Figure 6.

Bacteroides treatment suppresses inflammation, which plays a key role in BAT BCAA catabolism

(A–C) BAT was collected at 18 weeks of age for RNA sequencing. n = 5 per group. (A) Principal component analysis (PCA) score plots.

(B) Heat maps of cluster analysis showing the expression of differentially expressed genes in BAT of the indicated groups, with a dendrogram showing the clustering of genes and samples.

(C) Top terms showing enrichment based on −log₁₀ (q-value) from gene ontology enrichment and KEGG pathway analyses.
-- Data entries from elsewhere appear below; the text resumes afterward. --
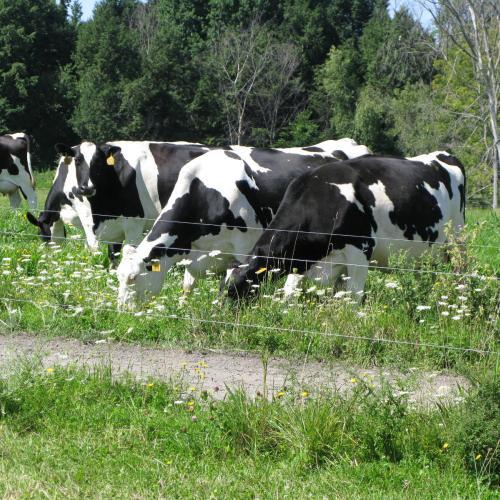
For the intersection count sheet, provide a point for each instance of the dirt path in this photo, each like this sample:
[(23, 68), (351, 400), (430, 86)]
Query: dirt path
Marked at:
[(215, 372)]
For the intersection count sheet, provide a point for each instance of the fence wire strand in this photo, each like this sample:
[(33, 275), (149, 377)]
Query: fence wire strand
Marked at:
[(286, 259), (79, 309), (256, 228)]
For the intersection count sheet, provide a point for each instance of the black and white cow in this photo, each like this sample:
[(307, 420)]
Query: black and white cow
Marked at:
[(16, 176), (221, 203), (63, 206), (336, 220)]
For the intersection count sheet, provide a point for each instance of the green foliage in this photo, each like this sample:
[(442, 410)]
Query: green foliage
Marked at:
[(106, 59), (89, 433), (303, 130), (477, 434), (339, 83), (373, 120)]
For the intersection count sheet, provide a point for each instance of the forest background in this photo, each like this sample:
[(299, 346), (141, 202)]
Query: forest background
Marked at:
[(257, 72)]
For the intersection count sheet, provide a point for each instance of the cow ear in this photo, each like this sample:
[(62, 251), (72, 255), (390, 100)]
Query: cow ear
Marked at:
[(31, 218), (109, 153), (64, 150)]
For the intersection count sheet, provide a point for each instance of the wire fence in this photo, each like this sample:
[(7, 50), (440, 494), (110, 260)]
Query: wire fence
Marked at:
[(216, 252), (261, 228), (191, 319)]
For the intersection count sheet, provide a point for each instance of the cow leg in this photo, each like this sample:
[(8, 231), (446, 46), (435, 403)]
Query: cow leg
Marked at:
[(15, 199), (357, 271), (292, 283), (57, 231), (31, 197), (113, 250), (28, 191), (188, 283)]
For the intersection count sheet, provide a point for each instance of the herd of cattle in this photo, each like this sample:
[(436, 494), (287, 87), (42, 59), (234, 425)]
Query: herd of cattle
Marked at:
[(323, 212)]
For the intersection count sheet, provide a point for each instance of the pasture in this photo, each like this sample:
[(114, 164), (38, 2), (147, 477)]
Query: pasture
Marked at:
[(67, 431)]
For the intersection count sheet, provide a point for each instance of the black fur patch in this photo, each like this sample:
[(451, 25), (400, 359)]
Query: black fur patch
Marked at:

(D and E) Real-time PCR of BAT TNF-α (D) and F4/80 (E) mRNA levels.

(F) Analysis of macrophages in BAT by flow cytometry. Red square indicates CD11b⁺F4/80⁺ cells among the CD45⁺Ly6G⁻ population.
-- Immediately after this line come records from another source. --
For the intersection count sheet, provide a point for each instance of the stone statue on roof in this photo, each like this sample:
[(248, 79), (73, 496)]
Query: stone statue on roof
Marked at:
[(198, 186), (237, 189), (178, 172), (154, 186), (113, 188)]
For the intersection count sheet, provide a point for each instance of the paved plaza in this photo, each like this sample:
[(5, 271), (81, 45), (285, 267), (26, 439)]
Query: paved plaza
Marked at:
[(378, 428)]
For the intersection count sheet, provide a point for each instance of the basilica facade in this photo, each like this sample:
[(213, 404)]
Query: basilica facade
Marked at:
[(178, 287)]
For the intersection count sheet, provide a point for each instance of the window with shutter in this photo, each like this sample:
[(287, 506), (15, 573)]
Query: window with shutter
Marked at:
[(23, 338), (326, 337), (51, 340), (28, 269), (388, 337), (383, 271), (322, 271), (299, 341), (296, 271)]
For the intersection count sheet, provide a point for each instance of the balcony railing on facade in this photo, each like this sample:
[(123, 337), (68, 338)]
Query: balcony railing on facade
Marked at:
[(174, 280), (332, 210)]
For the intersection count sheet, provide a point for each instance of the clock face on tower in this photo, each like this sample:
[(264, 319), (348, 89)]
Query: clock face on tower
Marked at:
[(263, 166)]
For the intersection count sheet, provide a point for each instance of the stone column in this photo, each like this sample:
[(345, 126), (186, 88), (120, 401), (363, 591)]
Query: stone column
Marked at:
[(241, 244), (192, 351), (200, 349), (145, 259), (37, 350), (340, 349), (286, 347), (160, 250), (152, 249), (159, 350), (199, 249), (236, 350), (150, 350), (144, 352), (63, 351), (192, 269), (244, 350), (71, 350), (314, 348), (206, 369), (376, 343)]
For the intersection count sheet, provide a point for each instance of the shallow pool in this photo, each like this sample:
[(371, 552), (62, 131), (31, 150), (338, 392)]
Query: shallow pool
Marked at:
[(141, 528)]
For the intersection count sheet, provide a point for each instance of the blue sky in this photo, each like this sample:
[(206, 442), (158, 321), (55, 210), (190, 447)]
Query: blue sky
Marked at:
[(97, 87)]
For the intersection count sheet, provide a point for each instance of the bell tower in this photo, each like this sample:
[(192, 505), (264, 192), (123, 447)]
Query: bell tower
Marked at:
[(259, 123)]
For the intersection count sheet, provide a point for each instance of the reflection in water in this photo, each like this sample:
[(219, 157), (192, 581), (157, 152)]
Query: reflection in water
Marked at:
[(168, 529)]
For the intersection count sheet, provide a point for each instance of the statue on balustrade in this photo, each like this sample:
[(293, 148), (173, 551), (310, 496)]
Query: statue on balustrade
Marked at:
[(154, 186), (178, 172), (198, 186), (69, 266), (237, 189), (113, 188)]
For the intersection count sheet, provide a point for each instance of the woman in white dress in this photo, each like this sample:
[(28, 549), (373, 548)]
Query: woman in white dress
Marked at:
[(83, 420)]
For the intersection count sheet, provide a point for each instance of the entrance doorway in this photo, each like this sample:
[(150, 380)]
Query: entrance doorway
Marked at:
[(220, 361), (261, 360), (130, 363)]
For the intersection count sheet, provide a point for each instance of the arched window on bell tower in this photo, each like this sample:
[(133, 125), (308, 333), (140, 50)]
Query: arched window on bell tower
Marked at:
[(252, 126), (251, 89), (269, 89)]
(G) Number of macrophages (CD45⁺Ly6G⁻CD11b⁺F4/80⁺) in BAT.

(H and I) The p-BCKDHA:BCKDHA ratio in HB2 cells stimulated with or without rmTNF-α (H) and co-cultured with RAW cells (I).
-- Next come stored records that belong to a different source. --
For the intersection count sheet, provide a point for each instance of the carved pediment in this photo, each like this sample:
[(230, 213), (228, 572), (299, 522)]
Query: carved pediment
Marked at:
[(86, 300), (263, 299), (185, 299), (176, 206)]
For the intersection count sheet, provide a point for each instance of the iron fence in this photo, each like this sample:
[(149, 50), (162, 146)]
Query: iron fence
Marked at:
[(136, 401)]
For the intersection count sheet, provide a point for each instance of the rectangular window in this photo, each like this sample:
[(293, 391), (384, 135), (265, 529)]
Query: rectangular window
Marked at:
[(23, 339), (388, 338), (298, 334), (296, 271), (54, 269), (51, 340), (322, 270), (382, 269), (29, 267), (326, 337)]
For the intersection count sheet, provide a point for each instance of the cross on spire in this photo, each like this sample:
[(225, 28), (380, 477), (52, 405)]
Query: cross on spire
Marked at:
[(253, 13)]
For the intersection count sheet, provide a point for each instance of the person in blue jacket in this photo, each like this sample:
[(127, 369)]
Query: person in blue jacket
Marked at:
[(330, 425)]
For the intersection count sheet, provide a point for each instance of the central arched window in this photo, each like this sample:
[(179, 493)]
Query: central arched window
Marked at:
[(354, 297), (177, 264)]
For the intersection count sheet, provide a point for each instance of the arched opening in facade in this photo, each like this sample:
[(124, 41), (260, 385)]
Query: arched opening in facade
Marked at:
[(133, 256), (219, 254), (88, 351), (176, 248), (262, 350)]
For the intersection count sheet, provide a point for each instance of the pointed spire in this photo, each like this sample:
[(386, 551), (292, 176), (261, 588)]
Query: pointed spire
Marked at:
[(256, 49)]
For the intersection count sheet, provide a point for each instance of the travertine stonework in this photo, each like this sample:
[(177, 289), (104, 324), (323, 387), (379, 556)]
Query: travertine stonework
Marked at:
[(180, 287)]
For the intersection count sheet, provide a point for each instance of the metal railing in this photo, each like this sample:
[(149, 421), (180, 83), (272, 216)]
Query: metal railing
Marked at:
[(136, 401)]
(J) Valine oxidation in HB2 cells co-cultured with RAW cells and stimulated with or without rmTNF-α. Data are shown as the mean ± SEM; two-tailed unpaired Student's t test (D, E, G, J); one-way ANOVA (H) followed by Tukey's post-hoc test (I). BCKDHA; branched-chain ketoacid dehydrogenase subunit E1α; KEGG, Kyoto Encyclopedia of Genes and Genomes; p-BCKDHA, phospho-BCKDHA; rmTNF-α, recombinant murine tumor necrosis factor alpha.